Manchester United manager wants passion preserved but full respect shown for Hillsborough victims

When it comes to a fixture he considers more important than any other in the fabric of Manchester United's season, Sir Alex Ferguson wants the chants about Munich and Hillsborough to go but the animosity to remain.

The Manchester United manager is both passionate and a realist. Ferguson will be horrified if the chants of: "You're always the victim, it's never your fault," that drifted like poison gas from the Stretford End during last Saturday's defeat of Wigan Athletic are repeated at Anfield tomorrow. And yet there is no point Liverpool meeting Manchester United without an edge. These are cities and clubs with their tribalism, history and territory; they are not moveable sporting franchises.

Asked if the first match Liverpool stage after the extent of their supporters' betrayal in Sheffield became known could "draw a line in the sand", Ferguson said: "I don't think it will change the animosity towards each other.

"What can change are supporters going beyond the pale in the chants that refer to Munich or Hillsborough. That can be the end of that – and then they can fight as much as they like."

The "fight" was meant metaphorically. "You have to remember that it is a minority and a minority can create the headlines in order to get a voice," Ferguson said. "They have an opinion and they want to be heard – an obscene opinion but nonetheless it is there."

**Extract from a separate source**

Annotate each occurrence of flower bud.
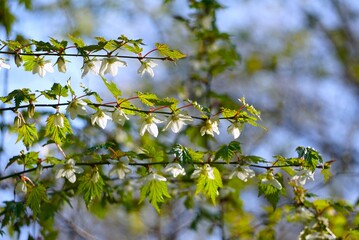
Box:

Their relationship has sometimes been fractious and never close, but Ferguson has known Kenny Dalglish since the days when he used to give the teenage Dalglish, who lived near him in Govan, a lift.

When the news of Hillsborough struck, he was the first to phone the then Liverpool manager and attended the memorial service at Anfield. Ferguson was, however, staggered by this month's report into the police cover-up.

"I didn't read the report, I just heard David Cameron's speech," he said. "I did read the Independent on Sunday and the coverage of all the issues was fantastic, amazing. It was horrific, absolutely horrific in this day and age. You think it could happen in some South American country but it was quite amazing."

The emotion, as 96 balloons are released and three sides of Anfield become a mosaic to remember the innocent dead, is guaranteed. What follows is not. Four years ago at Old Trafford, United and City supporters raised their scarves in unison to commemorate the 50th anniversary of the Munich disaster.

Except for those in the away end who saw Sven Goran Eriksson continue his habit of beating Ferguson every time the two have met, the match was a desultory anti-climax. "The place was so flat," said Ferguson. "In the dressing room beforehand, I felt it myself. We just could not perform and we were just glad to get it over with because it was such an emotional day for us. It might be that way on Sunday."

Curiously, Manchester United and Liverpool find themselves a mirror image of where they were in April 1989. United finished the traumatic season 11th, 25 points adrift of Liverpool and in Ferguson's first few years they carried out a guerrilla war of sorts, snatching victories against the grain. It is the kind of over-performance that Liverpool manager Brendan Rodgers must hope for tomorrow.

It is a curious fact of Ferguson's life that, though he regards Liverpool as the great enemy, they have rarely gone head to head for a title during his years at Old Trafford.

Manchester United finished second in 1988 and Liverpool in 2009 and there was a close race in 1997 but since Rafa Benitez's departure the challenge from Merseyside has flickered and faded.

Arsenal, Chelsea, even Blackburn Rovers, have been more potent threats to United in the Premier League than Liverpool. Asked if he could ever see it returning, Ferguson laughed: "I hope not. I am quite happy where we are.

"It is the same for them now as at United when I came down here. We could beat Liverpool but we could never win the league. The motivation now leans on the side of Liverpool, particularly at Anfield. It is a great atmosphere, the kind you want to be involved in. It is not an issue for me but the players have to handle it."